E ela tinha razão. Foi uma vida com muitos altos e baixos, com momentos de muito sofrimento, mas também com outros de muita prosperidade, alegria e bom humor. Aliás, creio que se não fosse seu bom humor ela dificilmente suportaria as muitas e duras perdas e provas pelas quais passou nesta vida.
A última delas foi o derrame cerebral, hoje conhecido como AVC, que a deixou paralítica e a levou embora depois de 3 meses de muito sofrimento. E eu me lembro que mesmo doente ela procurava brincar com as pessoas que iam visitá-la, sobretudo com as que lhe levavam algum tipo de presente. Ela dizia: “Por que você não me trouxe uma bicicleta para eu poder dar umas voltas?”
Por outro lado, havia momentos em que ela dizia para mim: "Filha, diga-me que isto não está acontecendo comigo. Este trapo de mulher não é a sua mãe". E eu bem que tentava animá-la, estimulando-a a esforçar-se para sair daquela cama e voltar a andar. Eu lhe dizia: "Repita comigo, mãe: Eu vou sair desta cama. Eu voltarei a andar". E ela repetia querendo, como eu, crer no milagre da cura. Mas com o passar do tempo ela foi ficando cansada e acabou não resistindo.
Seu último gesto foi o V de vitória. Foi assim que ela se despediu de nós e desta vida!
Ah, que saudade da minha mãe, minha gente!!!
Encerro com alguns links para músicas que a minha mãe gostava de ouvir e de cantar, que servem para evidenciar um pouco do perfil desta mulher inesquecível.
O 1º é para a alegre música napolitana "Comme facette mammeta", que signifia "Como a sua mãe te fez", na voz de Luciano Bruno. O vídeo mostra sua participação no programa da Hebe.
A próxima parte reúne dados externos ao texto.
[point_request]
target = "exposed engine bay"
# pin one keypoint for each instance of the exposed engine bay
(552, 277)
http://www.youtube.com/watch?v=nReywB1kLic O 2º remete a uma música de Totó que na realidade era um príncipe italiano. Apesar de ser famoso por suas comédias, ele é o autor dessa música belíssima chamada "Malafemmena". Minha mãe costumava cantá-la e se emocionava toda vez que o fazia.
http://www.youtube.com/watch?v=4ZnOmjj_Suw
O 3º remete á música "Anima e Cuore", que também é belíssima, mas eu optei por uma gravação relativamente recente. Trata-se de um dueto formado por Zizi Possi e Chico Buarque cantando em italiano. E o fiz porque ele resolveu gravá-la em homenagem ao seu pai, pois esta era uma das músicas prediletas dele. O 4º remete à música 'O Surdato 'Nnammuratto, que a minha mãe gostava especialmente por causa do refrão. Trata-se de uma cena do filme La Sciantosa ("A Cantora") com Anna Magnanni, cuja interpretação é de grande dramaticidade.
Eu também acrescento links para duas músicas que refletem meus sentimentos em relação à minha mãe.
O 1º remete à música "Vitoriosa" na voz de Ivan Lins, que tem tudo a ver com a minha mãe, sobretudo o modo como ela se despediu desta vida.
http://www.youtube.com/watch?v=mm48WJHb1Zw O 2º remete à música "Naquela Mesa", que Sérgio Bittencourt compôs em homenagem ao seu pai, Jacob do Bandolim. É uma belíssima gravação, com a Zélia Duncan, Hamilton de Holanda e Nilze Carvalho, que eu não conhecia. Apesar de ser a homenagem de um filho para seu pai, ela se aplica perfeitamente à relação filha-mãe.